GithubHelp home page GithubHelp logo

dataviz's Introduction

Data Visualizations

Cristian E. Nuno April 16, 2018

Visualizing Categorical Counts

This week, I spent some time learning about the data.table package. A lot of folks on Stack Overflow recommended I look into it to speed up my processing time.

At first, I didn't know if the package was being hyped up. But after experimenting, the hype is real: data.table performs operations extremely quickly.

At first, the trade-off for this speed is readability.
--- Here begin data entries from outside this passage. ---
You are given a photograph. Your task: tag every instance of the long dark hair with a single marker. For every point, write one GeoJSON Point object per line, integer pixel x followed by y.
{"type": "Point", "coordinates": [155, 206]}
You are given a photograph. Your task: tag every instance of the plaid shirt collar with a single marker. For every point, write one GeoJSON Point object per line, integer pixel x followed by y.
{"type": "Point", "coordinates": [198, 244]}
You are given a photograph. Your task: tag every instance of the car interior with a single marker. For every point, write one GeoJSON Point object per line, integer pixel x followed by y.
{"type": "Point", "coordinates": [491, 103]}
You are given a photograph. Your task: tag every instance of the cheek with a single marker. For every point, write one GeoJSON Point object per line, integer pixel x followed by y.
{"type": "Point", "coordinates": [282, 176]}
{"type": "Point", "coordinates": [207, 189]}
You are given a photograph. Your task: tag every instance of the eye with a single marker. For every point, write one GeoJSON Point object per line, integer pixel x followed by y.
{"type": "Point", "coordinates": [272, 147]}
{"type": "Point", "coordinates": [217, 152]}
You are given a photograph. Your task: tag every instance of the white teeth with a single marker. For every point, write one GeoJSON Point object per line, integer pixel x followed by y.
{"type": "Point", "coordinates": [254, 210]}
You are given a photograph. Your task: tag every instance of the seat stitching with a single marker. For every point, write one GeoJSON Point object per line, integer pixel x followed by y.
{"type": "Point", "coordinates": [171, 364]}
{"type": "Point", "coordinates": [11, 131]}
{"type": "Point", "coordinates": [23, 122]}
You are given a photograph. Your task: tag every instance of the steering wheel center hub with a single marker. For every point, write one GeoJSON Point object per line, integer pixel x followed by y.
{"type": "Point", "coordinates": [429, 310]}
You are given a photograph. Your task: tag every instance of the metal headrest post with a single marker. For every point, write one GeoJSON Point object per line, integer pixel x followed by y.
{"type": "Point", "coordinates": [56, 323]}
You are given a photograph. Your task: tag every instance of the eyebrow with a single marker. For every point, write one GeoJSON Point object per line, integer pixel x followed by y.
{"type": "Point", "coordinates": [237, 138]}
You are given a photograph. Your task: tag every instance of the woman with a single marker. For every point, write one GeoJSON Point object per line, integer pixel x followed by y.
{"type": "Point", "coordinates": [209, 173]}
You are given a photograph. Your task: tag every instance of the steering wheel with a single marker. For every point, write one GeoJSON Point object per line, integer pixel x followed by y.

But the folks at data.table provide great documentation to help newbies like myself become more familiar with their syntax.

# load necessary packages
library( data.table )
library( ggplot2 )

# load necessary data
df <- as.data.table( mtcars )

# print object size 
object.size( df )
## 5608 bytes
# expand the rows in df
# from 32 to 16 billion
df <- df[ rep( x = 1:nrow( df ), times = 500000), ]

# check dim
dim( df )
## [1] 16000000       11
# now size of df is nearly 1.5 GB
object.size( df )
## 1408002792 bytes
# count the number of unique values 
# that appear in the `cyl` column
cyl.counts <-
  df[, j = .( Count = .N)
     , by = .(Cylinders = cyl ) ][ order( Cylinders ) ]


# visualize results
ggplot( cyl.counts, aes( x = factor( Cylinders )
                         , y = Count ) ) +
  geom_bar( stat = "identity"
            , aes( fill = factor( Cylinders ) )
            , position = "dodge" ) + 
  labs( title = "Counting Cylinders"
        , subtitle = "There were fewer cars with 6 cylinders than those with 4 or 8 cylinders."
        , caption = "Source: 1974 Motor Trend Car Road Tests"
        , fill = "Cylinder"
        , x = "Cylinder" )

Multiple Elements

This is a great example of not knowing what story to tell with my data.

# load necessary data
df <- 
  data.frame( Grade = factor( x = rep( x = c( "PK", "K", 1:12 )
                                       , times = 30 )
                              , levels = c( "PK", "K", 1:12) )
              , Count = sample( x = 1000:30000, size = 420, replace = FALSE)
              , School_Year = do.call( what = "c"
                                       , args = lapply( X = 2009:2018, FUN = rep, times = 42 ) )
              , File_Type = factor( x = rep( x = c( rep( x = "20th Day", times = 14), rep( x = "Mid Year", times = 14), rep( x = "End of Year", times = 14 ) ), times = 10 )
                                     , levels = c("20th Day", "Mid Year", "End of Year" ) )
              , stringsAsFactors = TRUE )

ggplot( data = df
        , aes( x = School_Year, y = mean( Count ) ) ) +
  geom_bar( aes( fill = Grade )
            , position = "dodge"
            , stat = "identity" ) + 
  facet_grid( facets = Grade ~ File_Type )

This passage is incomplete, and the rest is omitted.